Any increase in this concessional kind of development assistance automatically
leads to an increase in the foreign debt of the recipient countries. Especially
with regard to those activities and programmes, which deliver neither
sufficient yield nor enough foreign currency, this raises the general
question of whether ODA should, in the future, be made available in form
of repayable loans at all. This is particularly true in the field of basic
social services (basic education, basic health care and nutrition, reproductive
health, water supply and sanitary facilities) but also for environmental
measures, capacity building, and support for non-export-oriented agricultural
production.
In all these cases, loan-based development assistance exacerbates the
debt situation of the recipient countries and, in the long run, will increase
the transfer of resources from the poor to the rich countries. Therefore,
official resources should be increasingly made available in the form of
non-repayable grants. However, this argument should not be used
as a pretext for further reductions in bilateral and multilateral transfers
to the South and instead, an increased recourse to the responsibility
of private donors. For precisely short-term loans from foreign commercial
banks and the growing indebtedness via foreign bonds in the second half
of the 1990s aggravated the debt crises in Asia and Latin America.
To help the highly indebted countries to escape from the vicious circle
of indebtedness, debt relief and re-indebtedness, governments and multilateral
development institutions should use the Financing for Development Conference
to commit themselves to provide ODA increasingly in form of non-repayable
grants. The United Nations should be commissioned to undertake further
studies on the economic and social implications of loan-based ODA.
Strengthening the Economic Role of the United Nations
The implementation of the proposals outlined above - particularly for
a Global Development Partnership Agreement and a more reliable transfer
of resources - would require a strengthened role of the United Nations.
In a genuinely multilateral and participatory system of global development
finance, the United Nations (and not the World Bank or the Development
Assistance Committee of the OECD) have to be the main body for decision
making and policy co-ordination.
The Charter of the United Nations unambiguously states its central role
in global macro-economic policy formulation and guidance. But it is no
secret that in reality the relevant decisions in this field are taken
at the G-7/8 Summits and the Annual Meetings of IMF and World Bank. The
Financing for Development Conference could be a first step to reverse
this trend and to revitalize the mandate of the UN in the field of (so
called) "hard" economic issues. But other steps must follow.

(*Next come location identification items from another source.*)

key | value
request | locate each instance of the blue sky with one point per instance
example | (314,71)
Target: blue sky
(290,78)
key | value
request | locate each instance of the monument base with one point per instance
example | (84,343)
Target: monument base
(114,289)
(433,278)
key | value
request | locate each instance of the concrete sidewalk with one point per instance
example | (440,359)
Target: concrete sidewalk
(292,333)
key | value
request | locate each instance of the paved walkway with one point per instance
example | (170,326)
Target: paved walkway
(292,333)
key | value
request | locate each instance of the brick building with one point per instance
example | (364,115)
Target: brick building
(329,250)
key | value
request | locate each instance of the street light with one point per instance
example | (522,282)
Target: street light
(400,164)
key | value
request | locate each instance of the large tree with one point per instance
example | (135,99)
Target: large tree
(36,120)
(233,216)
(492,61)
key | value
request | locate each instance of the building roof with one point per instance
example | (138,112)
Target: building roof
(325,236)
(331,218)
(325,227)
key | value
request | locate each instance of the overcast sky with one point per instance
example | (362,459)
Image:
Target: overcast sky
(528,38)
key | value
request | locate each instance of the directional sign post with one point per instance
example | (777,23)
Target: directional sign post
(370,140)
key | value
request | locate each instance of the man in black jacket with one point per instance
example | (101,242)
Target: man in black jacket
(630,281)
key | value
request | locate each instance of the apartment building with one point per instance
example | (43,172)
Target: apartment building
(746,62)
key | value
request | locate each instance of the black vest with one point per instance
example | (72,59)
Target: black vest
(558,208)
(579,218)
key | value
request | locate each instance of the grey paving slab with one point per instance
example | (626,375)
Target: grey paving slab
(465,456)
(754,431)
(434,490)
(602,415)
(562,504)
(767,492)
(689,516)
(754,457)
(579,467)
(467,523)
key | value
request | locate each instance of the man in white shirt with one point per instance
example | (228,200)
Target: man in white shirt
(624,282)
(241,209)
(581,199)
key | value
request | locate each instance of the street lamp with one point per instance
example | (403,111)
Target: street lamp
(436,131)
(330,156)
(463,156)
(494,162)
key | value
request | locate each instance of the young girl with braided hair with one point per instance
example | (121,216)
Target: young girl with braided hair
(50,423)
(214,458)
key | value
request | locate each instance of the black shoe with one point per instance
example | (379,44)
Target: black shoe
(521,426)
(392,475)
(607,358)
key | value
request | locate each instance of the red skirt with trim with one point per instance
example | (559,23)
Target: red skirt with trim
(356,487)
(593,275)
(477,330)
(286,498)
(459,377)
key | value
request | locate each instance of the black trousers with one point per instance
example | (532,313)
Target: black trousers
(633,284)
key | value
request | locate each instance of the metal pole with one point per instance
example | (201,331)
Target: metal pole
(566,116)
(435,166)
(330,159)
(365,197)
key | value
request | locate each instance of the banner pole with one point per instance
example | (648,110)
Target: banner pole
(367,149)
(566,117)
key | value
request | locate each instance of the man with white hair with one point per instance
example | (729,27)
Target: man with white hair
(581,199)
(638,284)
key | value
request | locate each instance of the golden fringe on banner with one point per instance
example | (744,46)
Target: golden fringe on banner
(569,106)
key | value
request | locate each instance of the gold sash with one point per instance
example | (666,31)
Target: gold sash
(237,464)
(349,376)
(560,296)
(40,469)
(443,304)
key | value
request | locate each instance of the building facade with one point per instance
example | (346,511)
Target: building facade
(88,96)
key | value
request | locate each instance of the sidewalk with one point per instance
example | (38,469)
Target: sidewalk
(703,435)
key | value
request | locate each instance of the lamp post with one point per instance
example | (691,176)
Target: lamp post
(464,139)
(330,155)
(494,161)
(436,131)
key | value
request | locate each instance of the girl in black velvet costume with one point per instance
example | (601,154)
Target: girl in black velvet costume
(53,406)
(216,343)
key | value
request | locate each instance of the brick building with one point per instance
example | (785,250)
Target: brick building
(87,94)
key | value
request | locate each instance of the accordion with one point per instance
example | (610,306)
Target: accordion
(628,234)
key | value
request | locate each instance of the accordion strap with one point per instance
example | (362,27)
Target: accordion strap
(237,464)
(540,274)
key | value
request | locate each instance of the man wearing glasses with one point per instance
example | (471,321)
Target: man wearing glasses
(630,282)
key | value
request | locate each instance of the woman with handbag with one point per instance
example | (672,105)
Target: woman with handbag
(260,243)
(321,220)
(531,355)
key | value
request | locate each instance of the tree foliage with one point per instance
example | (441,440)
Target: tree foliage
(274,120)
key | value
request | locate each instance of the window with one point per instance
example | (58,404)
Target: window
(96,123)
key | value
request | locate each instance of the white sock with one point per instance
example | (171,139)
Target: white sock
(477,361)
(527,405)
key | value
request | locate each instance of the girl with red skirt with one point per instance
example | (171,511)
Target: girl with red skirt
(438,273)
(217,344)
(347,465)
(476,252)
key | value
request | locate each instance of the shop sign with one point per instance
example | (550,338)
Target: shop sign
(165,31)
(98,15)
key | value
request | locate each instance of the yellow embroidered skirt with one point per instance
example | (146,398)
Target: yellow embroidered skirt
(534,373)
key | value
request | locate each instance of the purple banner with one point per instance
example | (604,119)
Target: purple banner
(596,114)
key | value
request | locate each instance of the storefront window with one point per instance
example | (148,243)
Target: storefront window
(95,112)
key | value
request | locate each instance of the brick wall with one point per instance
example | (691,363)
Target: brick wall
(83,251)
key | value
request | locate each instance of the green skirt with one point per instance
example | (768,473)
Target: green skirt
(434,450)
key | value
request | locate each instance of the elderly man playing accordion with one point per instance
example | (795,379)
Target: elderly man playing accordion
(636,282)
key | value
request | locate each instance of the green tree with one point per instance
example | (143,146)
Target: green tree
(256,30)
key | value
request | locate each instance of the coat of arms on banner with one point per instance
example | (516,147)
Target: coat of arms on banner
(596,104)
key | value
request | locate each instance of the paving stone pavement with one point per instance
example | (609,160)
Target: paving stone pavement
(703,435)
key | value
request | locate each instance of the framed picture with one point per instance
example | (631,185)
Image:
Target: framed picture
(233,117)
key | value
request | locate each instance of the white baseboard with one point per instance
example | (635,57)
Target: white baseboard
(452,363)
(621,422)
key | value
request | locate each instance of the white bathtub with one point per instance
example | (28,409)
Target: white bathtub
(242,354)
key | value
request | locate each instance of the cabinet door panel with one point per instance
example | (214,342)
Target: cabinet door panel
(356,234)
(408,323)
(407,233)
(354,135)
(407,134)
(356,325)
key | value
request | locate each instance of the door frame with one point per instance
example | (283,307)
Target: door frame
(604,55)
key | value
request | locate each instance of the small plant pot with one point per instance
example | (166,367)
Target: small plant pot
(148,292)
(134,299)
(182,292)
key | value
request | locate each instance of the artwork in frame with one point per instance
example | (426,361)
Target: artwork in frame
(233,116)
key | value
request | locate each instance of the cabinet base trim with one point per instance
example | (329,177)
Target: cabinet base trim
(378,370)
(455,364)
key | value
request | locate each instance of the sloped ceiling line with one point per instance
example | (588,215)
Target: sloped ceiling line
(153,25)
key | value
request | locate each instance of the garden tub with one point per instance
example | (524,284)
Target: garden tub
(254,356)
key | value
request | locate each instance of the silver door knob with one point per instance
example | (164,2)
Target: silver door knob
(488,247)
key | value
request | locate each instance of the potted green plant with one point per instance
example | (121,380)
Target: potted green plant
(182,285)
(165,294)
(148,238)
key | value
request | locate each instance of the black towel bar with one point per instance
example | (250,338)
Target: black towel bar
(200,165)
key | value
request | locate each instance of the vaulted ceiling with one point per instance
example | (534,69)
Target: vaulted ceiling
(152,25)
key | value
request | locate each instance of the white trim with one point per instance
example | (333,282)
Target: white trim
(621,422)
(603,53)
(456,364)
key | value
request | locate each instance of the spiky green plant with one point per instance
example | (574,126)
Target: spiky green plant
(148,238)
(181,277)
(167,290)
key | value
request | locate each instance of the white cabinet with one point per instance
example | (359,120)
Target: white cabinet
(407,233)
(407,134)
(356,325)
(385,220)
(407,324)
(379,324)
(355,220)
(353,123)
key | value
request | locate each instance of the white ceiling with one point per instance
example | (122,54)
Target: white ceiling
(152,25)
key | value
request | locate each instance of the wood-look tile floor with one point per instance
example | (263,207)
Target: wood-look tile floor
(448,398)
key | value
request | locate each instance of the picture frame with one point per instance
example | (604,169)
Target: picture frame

What we need are institutional reforms and a new "division of labour"
between the United Nations, the World Bank and the IMF in the system of
global development finance, with the United Nations as undisputed lead
agency.
Closing remark
In their Millennium Declaration the Heads of State and Government reaffirmed,
that solidarity has to be one of the fundamental values which are
essential for international relations in the twenty-first century. They
stated: "Global challenges must be managed in a way that
distributes the costs and burdens fairly in accordance with basic principles
of equity and social justice. Those who suffer or who benefit least deserve
help from those who benefit most."
If this important commitment shall not remain pure lip-service, it has
to be translated into concrete political action. The Financing for Development
Conference offers the historic opportunity to give a signal of global
solidarity. In order to meet this challenge, Governments frankly have
to move beyond the "agreed language" of the past and to take
credible steps towards a new North-South partnership.